A escuridão de uma alma carregada de tristezas, incertezas e inseguranças, são dignas das minhas linhas, de minha Rainha, assim como de seus súditos que anseiam por isso. A última vez em que os leitores tiveram contato com as minhas páginas, eles enfrentaram a situação de enxergar o vazio e o possível esquecimento de todo o reino conhecido como Arcádia.

Porém, não dou garantias que as próximas linhas sejam um retorno glorioso. Muitas coisas aconteceram; reinos se ergueram e ruíram; elfos ressurgiram e sumiram; magias ocorreram e retornaram de uma forma inesperadamente infeliz.

O Corvo, na última vez que o encontramos, havia sido tocado por um poder que gravara em suas penas diversos sofrimentos e resignações de minha Rainha. No entanto, adianto que o Falcão e o Gato não foram tocados da mesma forma e creio que há muito a ser explorado.

Os deixo nesse exato momento, para compreenderem parte desse suspirar demasiadamente longo e ponderarem se faço bem ao expor uma Arcádia tão obscura quanto a Floresta Negra.

̶  Jamais o perdoarei por ter se entregue daquela forma, como você pode?

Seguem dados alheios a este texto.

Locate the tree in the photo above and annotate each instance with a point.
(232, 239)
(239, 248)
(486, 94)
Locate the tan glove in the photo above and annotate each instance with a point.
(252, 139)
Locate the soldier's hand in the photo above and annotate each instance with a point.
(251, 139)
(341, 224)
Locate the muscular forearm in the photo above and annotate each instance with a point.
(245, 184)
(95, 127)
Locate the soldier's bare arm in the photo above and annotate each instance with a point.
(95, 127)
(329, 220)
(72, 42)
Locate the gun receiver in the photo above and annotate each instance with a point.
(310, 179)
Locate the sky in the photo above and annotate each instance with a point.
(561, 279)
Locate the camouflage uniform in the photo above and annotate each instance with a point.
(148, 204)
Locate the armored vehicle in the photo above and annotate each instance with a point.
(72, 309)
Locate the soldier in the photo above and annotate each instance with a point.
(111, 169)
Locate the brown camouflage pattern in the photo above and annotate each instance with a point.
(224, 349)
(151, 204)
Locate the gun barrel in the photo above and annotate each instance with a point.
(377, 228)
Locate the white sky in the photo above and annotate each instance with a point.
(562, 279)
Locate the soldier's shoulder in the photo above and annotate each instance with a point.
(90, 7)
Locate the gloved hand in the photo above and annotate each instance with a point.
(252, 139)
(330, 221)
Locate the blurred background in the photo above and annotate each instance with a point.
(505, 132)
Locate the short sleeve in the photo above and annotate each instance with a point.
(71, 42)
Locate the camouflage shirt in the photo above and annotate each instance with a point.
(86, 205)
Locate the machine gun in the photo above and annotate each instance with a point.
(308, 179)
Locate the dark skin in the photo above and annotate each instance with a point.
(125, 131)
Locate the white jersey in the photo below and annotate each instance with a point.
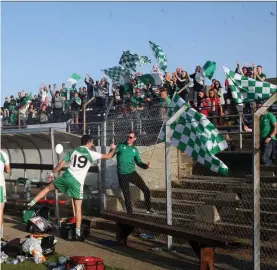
(80, 160)
(4, 160)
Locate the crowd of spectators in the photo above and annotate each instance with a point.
(61, 105)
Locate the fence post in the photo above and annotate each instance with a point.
(54, 165)
(168, 185)
(256, 190)
(102, 184)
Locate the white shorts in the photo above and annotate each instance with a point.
(3, 198)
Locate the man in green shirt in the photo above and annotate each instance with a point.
(127, 157)
(268, 130)
(164, 102)
(258, 74)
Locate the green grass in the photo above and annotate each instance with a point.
(26, 265)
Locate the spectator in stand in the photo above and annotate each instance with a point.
(83, 94)
(35, 101)
(19, 100)
(203, 106)
(197, 87)
(214, 107)
(58, 107)
(219, 92)
(258, 74)
(63, 91)
(90, 86)
(164, 102)
(32, 114)
(137, 101)
(12, 101)
(72, 91)
(43, 93)
(243, 71)
(182, 81)
(6, 107)
(43, 115)
(75, 105)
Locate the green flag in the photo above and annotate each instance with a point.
(195, 135)
(246, 89)
(74, 78)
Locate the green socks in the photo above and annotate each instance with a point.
(78, 231)
(32, 203)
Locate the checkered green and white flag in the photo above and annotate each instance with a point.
(143, 60)
(159, 55)
(129, 60)
(246, 89)
(74, 78)
(195, 135)
(115, 73)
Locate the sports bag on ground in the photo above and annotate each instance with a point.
(88, 263)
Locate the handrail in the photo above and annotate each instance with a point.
(84, 114)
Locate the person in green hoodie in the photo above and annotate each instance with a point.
(75, 106)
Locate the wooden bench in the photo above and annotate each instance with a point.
(203, 244)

O Falcão reclamava com tamanha indignação a medida que o Gato lambia os pelos entre os dois pássaros. O felino sabia que a frustração do peregrino era o fato da Rainha escolher a ave de mau agouro para escutar suas palavras antes de fazer Arcádia desaparecer das vistas dos humanos.

O Corvo por sua vez, ainda se encontrava em êxtase por escutar assuntos desconhecidos aos seus companheiros e parecia alheio às reclamações de seu irmão plumado; divagava atento aos sussurros que sentia em suas próprias penas.

̶  É difícil explicar, tantas coisas ocorreram, tantas lágrimas, tantas revoltas. Não creio que Arcádia sobreviveria a esses rompantes. Nossa Rainha enfrentou uma batalha arcana e posso sentir no meu ser o quão próximo chegamos do fim.

O Gato se esticou por completo batendo a ponta de sua cauda no bico das aves, direcionando um esgar de desdém.

̶  Você pode ter sido agraciado pelos sussurros ao qual não estamos acostumados, meu amado amigo plumado. Mas, esta batalha arcana ao qual se refere, eu a conheço antes mesmo de Arcádia se erguer.

O peregrino eriçou suas plumas ao escutar aquelas falas que pareciam desprezar o encantamento do Corvo. Seria ele o único que não tinha sido agraciado por sua Rainha? O ciúme crescente o fez abrir suas asas e o Gato voltou a bater com a ponta da cauda na ave.

̶  Não se sinta menosprezado Falcão, talvez você não se recorde muito por conta dos eventos funestos ao qual nos metemos, entretanto, você já teve seus momentos de glória quando a nossa amada rainha ainda era uma singela criança e acreditavam ser mal presságio ao vê-la correr pelas colinas verdejantes do Éire. Você iluminava seu sorriso ao trazer notícias de outros cosmos que tão bem conhecemos.

O Falcão se aprumou recordando aos poucos de um passado que parecia tão distante.

 ̶  Ora, ora, ora! Parece que não sou o único que possui segredos, não é mesmo? – grasnou o Corvo, percebendo que cada um parecera vivenciar um momento diferenciado da Rainha Sidhe e, quase se esquecendo da situação em que se encontravam, sentiu um sopro em suas penas.

̶  A Rainha tem pensado muito no Seanchaí, porém, pelo que pude perceber, a batalha arcana que ela perdeu a marcou mais do que ela desejava. Esta batalha não pertencia a Arcádia, muito menos ao cosmo que o Gato citou e que vocês dois vivenciaram. Aparentemente, está ligado a algo mais profundo. As lágrimas derramadas aparentemente roubaram algo…

Sim, as lágrimas derramadas pela nossa Rainha realmente roubaram algo. Os súditos ainda não sabiam, mas elas roubaram o brilho da criação dos olhos da Rainha Sidhe e observá-la enquanto ela me acaricia, é quase possível escutar o grito de uma Bean-Sídhe.